Metadata-Version: 2.4
Name: codeclone
Version: 1.2.1
Summary: AST and CFG-based code clone detector for Python focused on architectural duplication
Author-email: Den Rozhnovskiy <pytelemonbot@mail.ru>
Maintainer-email: Den Rozhnovskiy <pytelemonbot@mail.ru>
License: MIT
Project-URL: Homepage, https://github.com/orenlab/codeclone
Project-URL: Repository, https://github.com/orenlab/codeclone
Project-URL: Issues, https://github.com/orenlab/codeclone/issues
Project-URL: Changelog, https://github.com/orenlab/codeclone/releases
Project-URL: Documentation, https://github.com/orenlab/codeclone/tree/main/docs
Keywords: python,ast,cfg,code-clone,duplication,static-analysis,architecture,control-flow,ci
Classifier: Development Status :: 5 - Production/Stable
Classifier: Intended Audience :: Developers
Classifier: Topic :: Software Development :: Quality Assurance
Classifier: Topic :: Software Development :: Testing
Classifier: Typing :: Typed
Classifier: License :: OSI Approved :: MIT License
Classifier: Programming Language :: Python :: 3
Classifier: Programming Language :: Python :: 3.10
Classifier: Programming Language :: Python :: 3.11
Classifier: Programming Language :: Python :: 3.12
Classifier: Programming Language :: Python :: 3.13
Classifier: Programming Language :: Python :: 3.14
Classifier: Operating System :: OS Independent
Requires-Python: >=3.10
Description-Content-Type: text/markdown
License-File: LICENSE
Requires-Dist: pygments>=2.19.2
Requires-Dist: rich>=14.3.2
Provides-Extra: dev
Requires-Dist: pytest>=9.0.0; extra == "dev"
Requires-Dist: pytest-cov>=6.1.0; extra == "dev"
Requires-Dist: build>=1.2.0; extra == "dev"
Requires-Dist: twine>=5.0.0; extra == "dev"
Requires-Dist: mypy>=1.19.1; extra == "dev"
Requires-Dist: ruff>=0.12.0; extra == "dev"
Dynamic: license-file

# CodeClone

[![PyPI](https://img.shields.io/pypi/v/codeclone.svg)](https://pypi.org/project/codeclone/)
[![Downloads](https://img.shields.io/pypi/dm/codeclone.svg)](https://pypi.org/project/codeclone/)
[![tests](https://github.com/orenlab/codeclone/actions/workflows/tests.yml/badge.svg?branch=main)](https://github.com/orenlab/codeclone/actions/workflows/tests.yml)
[![Python](https://img.shields.io/pypi/pyversions/codeclone.svg)](https://pypi.org/project/codeclone/)
[![License](https://img.shields.io/pypi/l/codeclone.svg)](LICENSE)
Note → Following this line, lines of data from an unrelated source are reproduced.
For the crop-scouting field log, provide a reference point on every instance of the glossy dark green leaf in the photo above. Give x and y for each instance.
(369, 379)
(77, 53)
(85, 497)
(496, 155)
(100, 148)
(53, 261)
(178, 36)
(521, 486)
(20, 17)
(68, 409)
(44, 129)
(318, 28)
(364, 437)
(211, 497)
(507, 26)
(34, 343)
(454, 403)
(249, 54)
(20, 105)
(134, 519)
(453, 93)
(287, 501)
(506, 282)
**CodeClone** is a Python code clone detector based on **normalized Python AST and Control Flow Graphs (CFG)**.
It helps teams discover architectural duplication and prevent new copy-paste from entering the codebase via CI.

CodeClone is designed to help teams:

- discover **structural and control-flow duplication**,
- identify architectural hotspots,
- prevent *new* duplication via CI and pre-commit hooks.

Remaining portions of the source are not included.